Task 4 - Auto Scaling Deployment

Objective: Automate Deployment Scaling with HPA

Learn to configure the Horizontal Pod Autoscaler (HPA) for a deployment and simulate traffic to test scaling.

Using kubectl autoscale

When Kubernetes has Resouce Metrics API installed, We can using the kubectl autoscale command kubectl autoscale deployment to automatically scale a deployment based on CPU utilization (or any other metric) requires that the Kubernetes Metrics Server (or an equivalent metrics API) is installed and operational in your cluster. The Metrics Server collects resource metrics from Kubelets and exposes them in the Kubernetes API server through the Metrics API for use by Horizontal Pod Autoscaler (HPA) and other components.

using the kubectl autoscale command to automatically scale a deployment based on CPU utilization (or any other metric) requires that the Kubernetes Metrics Server (or an equivalent metrics API) is installed and operational in your cluster.

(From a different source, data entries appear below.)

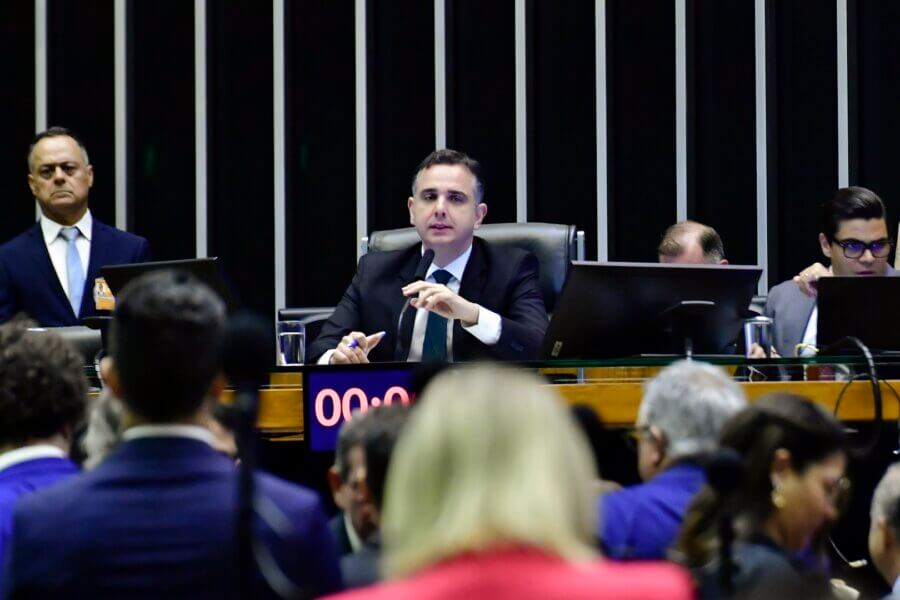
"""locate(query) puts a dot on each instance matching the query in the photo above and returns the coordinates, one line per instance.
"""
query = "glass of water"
(291, 343)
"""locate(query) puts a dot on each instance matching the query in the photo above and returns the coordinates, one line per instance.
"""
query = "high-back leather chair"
(554, 245)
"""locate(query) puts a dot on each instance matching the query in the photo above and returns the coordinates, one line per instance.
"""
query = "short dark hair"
(382, 428)
(708, 238)
(42, 384)
(446, 156)
(850, 203)
(166, 343)
(56, 132)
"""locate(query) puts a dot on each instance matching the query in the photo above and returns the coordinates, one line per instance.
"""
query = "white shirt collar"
(194, 432)
(456, 267)
(51, 228)
(26, 453)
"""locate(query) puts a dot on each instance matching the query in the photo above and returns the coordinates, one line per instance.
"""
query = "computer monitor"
(863, 307)
(622, 309)
(206, 270)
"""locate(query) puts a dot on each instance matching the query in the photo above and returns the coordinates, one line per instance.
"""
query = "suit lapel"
(409, 316)
(44, 267)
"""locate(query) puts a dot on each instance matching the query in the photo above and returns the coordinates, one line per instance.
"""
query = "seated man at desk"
(474, 300)
(691, 243)
(855, 237)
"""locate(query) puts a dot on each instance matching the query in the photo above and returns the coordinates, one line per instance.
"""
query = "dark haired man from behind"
(854, 237)
(475, 300)
(691, 243)
(48, 272)
(42, 398)
(157, 517)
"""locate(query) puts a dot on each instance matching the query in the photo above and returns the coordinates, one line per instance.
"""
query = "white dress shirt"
(57, 246)
(487, 329)
(26, 453)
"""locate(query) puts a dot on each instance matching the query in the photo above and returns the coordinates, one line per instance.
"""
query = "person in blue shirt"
(681, 414)
(42, 397)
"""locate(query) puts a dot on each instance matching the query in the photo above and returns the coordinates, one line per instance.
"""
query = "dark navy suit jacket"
(156, 519)
(23, 478)
(501, 279)
(29, 284)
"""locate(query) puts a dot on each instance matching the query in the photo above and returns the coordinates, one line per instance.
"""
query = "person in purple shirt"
(681, 414)
(42, 397)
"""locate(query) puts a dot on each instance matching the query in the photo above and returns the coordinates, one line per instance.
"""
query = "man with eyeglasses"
(855, 237)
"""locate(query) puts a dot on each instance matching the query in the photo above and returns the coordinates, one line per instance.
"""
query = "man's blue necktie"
(73, 268)
(434, 348)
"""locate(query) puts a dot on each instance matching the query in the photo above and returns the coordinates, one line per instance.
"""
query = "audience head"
(104, 428)
(682, 414)
(490, 458)
(854, 233)
(691, 243)
(446, 205)
(60, 175)
(43, 390)
(794, 456)
(348, 457)
(166, 347)
(884, 528)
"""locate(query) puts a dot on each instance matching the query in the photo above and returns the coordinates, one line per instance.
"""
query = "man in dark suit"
(42, 398)
(156, 519)
(48, 272)
(489, 293)
(855, 237)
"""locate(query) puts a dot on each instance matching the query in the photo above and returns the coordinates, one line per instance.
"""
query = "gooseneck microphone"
(421, 271)
(247, 359)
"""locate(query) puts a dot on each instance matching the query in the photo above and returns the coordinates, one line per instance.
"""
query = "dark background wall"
(480, 70)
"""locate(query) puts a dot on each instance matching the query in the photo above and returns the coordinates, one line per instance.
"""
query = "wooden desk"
(615, 400)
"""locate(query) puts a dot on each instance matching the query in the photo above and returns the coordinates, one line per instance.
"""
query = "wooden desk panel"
(616, 401)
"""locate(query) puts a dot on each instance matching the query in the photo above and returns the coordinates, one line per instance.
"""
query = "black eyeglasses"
(855, 248)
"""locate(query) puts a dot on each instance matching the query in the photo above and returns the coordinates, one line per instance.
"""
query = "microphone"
(421, 270)
(247, 359)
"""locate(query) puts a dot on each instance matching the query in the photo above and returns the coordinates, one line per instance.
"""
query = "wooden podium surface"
(615, 400)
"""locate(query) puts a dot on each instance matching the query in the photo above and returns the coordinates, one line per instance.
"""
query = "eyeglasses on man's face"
(856, 248)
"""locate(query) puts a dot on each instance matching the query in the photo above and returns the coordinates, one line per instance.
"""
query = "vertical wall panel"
(481, 99)
(401, 103)
(562, 162)
(320, 151)
(240, 147)
(721, 122)
(16, 114)
(875, 120)
(161, 125)
(805, 109)
(641, 125)
(81, 94)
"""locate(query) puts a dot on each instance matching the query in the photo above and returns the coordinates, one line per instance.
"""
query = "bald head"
(691, 243)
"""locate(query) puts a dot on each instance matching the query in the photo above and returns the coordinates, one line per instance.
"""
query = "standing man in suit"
(855, 237)
(489, 294)
(42, 397)
(157, 518)
(48, 272)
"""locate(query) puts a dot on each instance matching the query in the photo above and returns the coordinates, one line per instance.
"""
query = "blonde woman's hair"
(490, 458)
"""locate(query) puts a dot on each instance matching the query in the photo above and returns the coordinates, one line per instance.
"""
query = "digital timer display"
(331, 396)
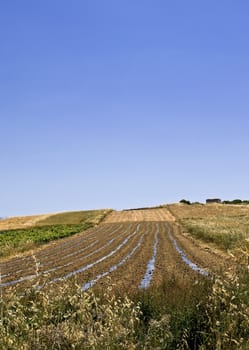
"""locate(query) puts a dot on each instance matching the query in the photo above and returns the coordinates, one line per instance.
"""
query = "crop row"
(134, 254)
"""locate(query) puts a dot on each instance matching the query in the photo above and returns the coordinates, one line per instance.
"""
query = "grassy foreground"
(210, 314)
(54, 227)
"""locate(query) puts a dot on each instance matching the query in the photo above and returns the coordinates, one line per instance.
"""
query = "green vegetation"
(209, 314)
(54, 227)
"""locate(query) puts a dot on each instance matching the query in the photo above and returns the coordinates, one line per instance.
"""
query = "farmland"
(19, 234)
(153, 257)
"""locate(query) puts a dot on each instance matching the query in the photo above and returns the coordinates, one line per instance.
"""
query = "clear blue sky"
(122, 103)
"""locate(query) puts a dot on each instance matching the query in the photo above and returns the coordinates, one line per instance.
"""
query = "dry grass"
(136, 215)
(227, 226)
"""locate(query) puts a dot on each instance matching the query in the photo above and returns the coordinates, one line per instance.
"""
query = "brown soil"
(94, 248)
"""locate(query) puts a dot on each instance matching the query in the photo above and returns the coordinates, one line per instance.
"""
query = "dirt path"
(122, 249)
(161, 214)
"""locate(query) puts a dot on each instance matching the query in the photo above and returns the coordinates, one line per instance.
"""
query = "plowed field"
(137, 249)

The Metrics Server collects resource metrics from Kubelets and exposes them in the Kubernetes API server through the Metrics API for use by Horizontal Pod Autoscaler (HPA) and other components.

Enable resource-API

The Resource Metrics API in Kubernetes is crucial for providing core metrics about Pods and nodes within a cluster, such as CPU and memory usage to enable feature like Horizontal Pod Autoscaler (HPA), Vertical Pod Autoscaler (VPA) and enable efficent resource scheduling.

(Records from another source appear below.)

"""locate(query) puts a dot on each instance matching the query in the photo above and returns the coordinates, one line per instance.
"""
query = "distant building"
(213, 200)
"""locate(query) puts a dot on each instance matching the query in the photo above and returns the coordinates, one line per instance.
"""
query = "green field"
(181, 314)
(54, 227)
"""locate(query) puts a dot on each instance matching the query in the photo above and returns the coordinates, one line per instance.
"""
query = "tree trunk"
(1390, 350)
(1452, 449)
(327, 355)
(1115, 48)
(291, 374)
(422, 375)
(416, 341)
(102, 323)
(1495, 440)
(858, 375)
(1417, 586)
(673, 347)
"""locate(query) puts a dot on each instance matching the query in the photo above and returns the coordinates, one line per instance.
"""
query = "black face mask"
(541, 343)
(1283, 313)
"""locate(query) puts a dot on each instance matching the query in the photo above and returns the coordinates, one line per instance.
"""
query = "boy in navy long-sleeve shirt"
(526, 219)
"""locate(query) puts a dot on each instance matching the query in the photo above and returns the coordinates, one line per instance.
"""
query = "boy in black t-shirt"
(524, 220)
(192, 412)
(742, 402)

  1. copy/paste below command to enable resource-api
curl  --insecure --retry 3 --retry-connrefused -fL "https://github.com/kubernetes-sigs/metrics-server/releases/latest/download/components.yaml" -o components.yaml
sed -i '/- --metric-resolution/a \ \ \ \ \ \ \ \ - --kubelet-insecure-tls' components.yaml

kubectl apply -f components.yaml
kubectl rollout status deployment metrics-server -n kube-system

use kubectl top node and kubectl top pod to check the Pod and node resource usage

Create a deployment with resource constrain

  • In this deployment , we add some resource restriction like memory and cpu for a POD.

  • when POD reach the CPU or memory limit, if HPA configured, new POD will be created according HPA policy.

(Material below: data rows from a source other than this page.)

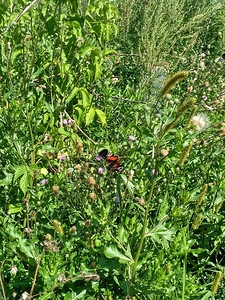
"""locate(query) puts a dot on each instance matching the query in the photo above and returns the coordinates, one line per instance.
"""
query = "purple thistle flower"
(101, 170)
(117, 199)
(131, 138)
(98, 157)
(63, 157)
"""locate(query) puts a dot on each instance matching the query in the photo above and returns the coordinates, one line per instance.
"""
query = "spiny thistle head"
(170, 83)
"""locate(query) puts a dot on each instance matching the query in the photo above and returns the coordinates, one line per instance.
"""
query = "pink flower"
(101, 170)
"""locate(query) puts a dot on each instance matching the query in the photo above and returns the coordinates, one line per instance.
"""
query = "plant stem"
(144, 228)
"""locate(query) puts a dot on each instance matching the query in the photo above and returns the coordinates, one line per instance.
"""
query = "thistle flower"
(98, 157)
(91, 180)
(117, 199)
(101, 170)
(200, 121)
(13, 270)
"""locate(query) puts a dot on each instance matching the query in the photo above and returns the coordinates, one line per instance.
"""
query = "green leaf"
(46, 296)
(13, 209)
(90, 115)
(7, 180)
(128, 183)
(19, 172)
(101, 116)
(24, 183)
(73, 94)
(112, 252)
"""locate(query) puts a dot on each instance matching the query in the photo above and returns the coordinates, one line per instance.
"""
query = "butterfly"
(113, 161)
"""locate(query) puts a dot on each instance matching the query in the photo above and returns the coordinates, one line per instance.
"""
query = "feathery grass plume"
(181, 110)
(197, 221)
(58, 227)
(185, 153)
(186, 105)
(191, 115)
(216, 282)
(170, 83)
(201, 196)
(218, 207)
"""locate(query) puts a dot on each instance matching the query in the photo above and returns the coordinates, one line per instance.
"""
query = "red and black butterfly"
(113, 161)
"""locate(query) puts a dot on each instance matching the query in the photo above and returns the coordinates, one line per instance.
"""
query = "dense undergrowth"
(144, 80)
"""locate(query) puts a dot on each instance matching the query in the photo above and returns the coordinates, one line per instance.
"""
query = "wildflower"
(140, 200)
(24, 296)
(101, 170)
(131, 174)
(78, 167)
(56, 190)
(92, 196)
(44, 171)
(200, 121)
(87, 223)
(91, 180)
(164, 152)
(13, 270)
(73, 230)
(86, 167)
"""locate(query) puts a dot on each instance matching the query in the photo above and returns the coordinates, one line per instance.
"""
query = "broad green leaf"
(7, 180)
(19, 172)
(112, 252)
(24, 183)
(73, 94)
(13, 209)
(90, 115)
(101, 116)
(47, 296)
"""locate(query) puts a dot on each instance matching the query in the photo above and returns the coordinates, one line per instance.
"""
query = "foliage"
(71, 228)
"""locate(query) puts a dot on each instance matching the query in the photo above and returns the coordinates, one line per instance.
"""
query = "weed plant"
(71, 227)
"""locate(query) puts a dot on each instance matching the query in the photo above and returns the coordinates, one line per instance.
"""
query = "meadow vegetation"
(144, 80)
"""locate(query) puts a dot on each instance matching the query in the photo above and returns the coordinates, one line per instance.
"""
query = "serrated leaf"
(90, 115)
(112, 252)
(19, 172)
(13, 209)
(24, 183)
(73, 94)
(101, 115)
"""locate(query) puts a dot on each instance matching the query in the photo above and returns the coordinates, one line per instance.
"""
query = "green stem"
(144, 227)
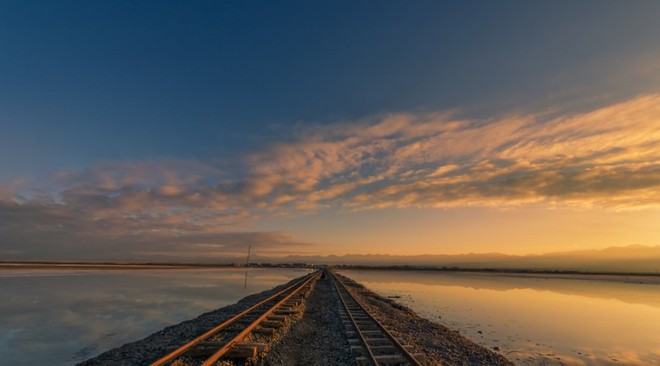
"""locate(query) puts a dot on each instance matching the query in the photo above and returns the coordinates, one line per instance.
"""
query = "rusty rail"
(287, 292)
(354, 309)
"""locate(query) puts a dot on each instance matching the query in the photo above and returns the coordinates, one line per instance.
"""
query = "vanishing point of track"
(226, 336)
(370, 342)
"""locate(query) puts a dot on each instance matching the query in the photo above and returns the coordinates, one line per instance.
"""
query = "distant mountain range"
(634, 258)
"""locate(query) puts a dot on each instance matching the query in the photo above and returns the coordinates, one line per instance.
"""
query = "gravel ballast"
(318, 336)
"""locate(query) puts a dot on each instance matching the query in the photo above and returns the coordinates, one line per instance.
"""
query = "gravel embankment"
(440, 345)
(317, 337)
(149, 349)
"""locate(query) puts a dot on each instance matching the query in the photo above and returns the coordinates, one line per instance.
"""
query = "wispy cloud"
(608, 157)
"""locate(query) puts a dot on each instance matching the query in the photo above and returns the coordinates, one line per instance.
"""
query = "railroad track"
(225, 340)
(370, 342)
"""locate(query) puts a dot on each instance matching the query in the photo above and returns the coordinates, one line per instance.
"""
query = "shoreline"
(441, 344)
(637, 278)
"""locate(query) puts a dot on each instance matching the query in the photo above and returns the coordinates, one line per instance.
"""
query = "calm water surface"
(61, 317)
(535, 321)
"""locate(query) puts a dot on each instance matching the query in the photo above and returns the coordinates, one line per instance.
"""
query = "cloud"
(608, 157)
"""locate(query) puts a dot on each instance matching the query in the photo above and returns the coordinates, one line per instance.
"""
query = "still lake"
(536, 320)
(64, 316)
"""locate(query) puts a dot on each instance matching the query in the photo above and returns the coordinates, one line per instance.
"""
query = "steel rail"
(404, 352)
(254, 324)
(183, 349)
(370, 354)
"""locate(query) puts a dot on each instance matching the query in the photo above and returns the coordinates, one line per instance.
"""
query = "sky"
(172, 130)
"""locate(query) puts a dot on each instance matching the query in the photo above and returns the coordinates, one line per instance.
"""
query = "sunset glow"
(554, 148)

  1. create deployment with CPU and Memory constraints
    cat <<EOF | tee nginx-deployment_resource.yaml
    apiVersion: apps/v1
    kind: Deployment
    metadata:
      name: nginx-deployment
      labels:
        app: nginx
    spec:
      replicas: 2
      selector:
        matchLabels:
          app: nginx
      template:
        metadata:
          labels:
            app: nginx
        spec:
          containers:
          - name: nginx
            image: nginx:latest
            ports:
            - containerPort: 80
            resources:
              requests:
                memory: "64Mi"  # Minimum memory requested to start the container
                cpu: "10m"     # 100 millicpu (0.1 CPU) requested to start the container
              limits:
                memory: "128Mi" # Maximum memory limit for the container
                cpu: "40m"     # 200 millicpu (0.2 CPU) maximum limit for the container
    EOF
    kubectl apply -f nginx-deployment_resource.yaml
    kubectl rollout status deployment nginx-deployment
    
    cat << EOF | tee nginx-deployment_clusterIP.yaml
    apiVersion: v1
    kind: Service
    metadata:
      labels:
        app: nginx
      name: nginx-deployment
      namespace: default
    spec:
      ipFamilies:
      - IPv4
      ipFamilyPolicy: SingleStack
      ports:
      - port: 80
        protocol: TCP
        targetPort: 80
      selector:
        app: nginx
      sessionAffinity: None
      type: ClusterIP
    EOF
    kubectl apply -f nginx-deployment_clusterIP.yaml

    check the deployment and service

    kubectl get deployment nginx-deployment
    kubectl get svc nginx-deployment

Use autoscale (HPA) to scale your application

  1. We can use kubectl autoscale command or use create a hpa yaml file then follow a kubectl apply -f to create hpa.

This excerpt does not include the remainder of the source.